Liam
Liam

Reputation: 1768

How do I catch the MPMoviePlayer next button click event while in fullscreen mode on the iPad?

When the MPMoviePlayerViewController is in fullscreen mode on the iPad, it defaults to having its controls to have a previous and next button on the overlay there. In my project I need to capture the click for that overlay button and handle it accordingly. Since I'm not sure how to invoke a playlist just yet there is no next item and clicking on the button breaks the view once I exit fullscreen mode. Somehow it just doesn't know what to do and I get no errors.

What I would like to know is if there a way to listen/catch that event from the fullscreen next and previous buttons?
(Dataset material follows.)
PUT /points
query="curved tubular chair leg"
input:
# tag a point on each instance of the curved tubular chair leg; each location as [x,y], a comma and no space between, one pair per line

I have also tried to get an overlay with my own controls to live on the MPMoviePlayer, MPMoviePlayerController, and the MPMoviePlayerViewController with no success. Once the player enters fullscreen mode any overlay that was present is ignored and not carried along with the screen zooming.

Is there a reliable way to have an overlay while in fullscreen mode? I have looked at the sample from Apple but this seems to not work for me to actually add anything to the view while in fullscreen mode.

Any help would be appreciated.

Upvotes: 2

Views: 11585

Answers (3)

alones
alones

Reputation: 2896

Seaamsu Campbell is right :) Using his approach I got events of playback control events. See my question and answer.

How can I know users click fast forward and fast rewind buttons on the playback controls in iPhone

Upvotes: 0

Seamus Campbell
Seamus Campbell

Reputation: 17906

Here's another possibility I just stumbled across. The MPMoviePlayerController in full-screen mode may be sending Remote Control events. Catch these (iOS 4 only, by the way) by enabling remote control event messages in your view controller:

[[UIApplication sharedApplication] beginReceivingRemoteControlEvents];
[self becomeFirstResponder];

and then implement

[UIResponder remoteControlReceivedWithEvent:(UIEvent*)event];

and when the view goes away, unregister in viewWillDisappear:

[[UIApplication sharedApplication] endReceivingRemoteControlEvents];
[self resignFirstResponder];

I'm not certain that this will work, but it's worth a shot.

Upvotes: 2

Seamus Campbell
Seamus Campbell

Reputation: 17906

I haven't used MPMoviePlayerViewController, but here are some thoughts based on peeking at the documentation.

It looks like the MPMoviePlayerController has some notifications that might be relevant, though I don't see specific references to "next and previous buttons". Might they be Seek buttons?

Register for the notification with

[[NSNotificationCenter defaultCenter] addObserver:self selector:@selector(moviePlayerPlaybackStateChanged:) name:MPMoviePlayerPlaybackStateDidChangeNotification object:nil];

And add this function to your object:

-(void)moviePlayerPlaybackStateChanged:(NSNotification *)notification {
    MPMoviePlayerController *moviePlayer = notification.object;
    MPMoviePlaybackState playbackState = moviePlayer.playbackState;
    // ...
}

I suspect you'll find that you're getting MPMoviePlaybackStateSeekingForward and ...SeekingBackward updates for those buttons.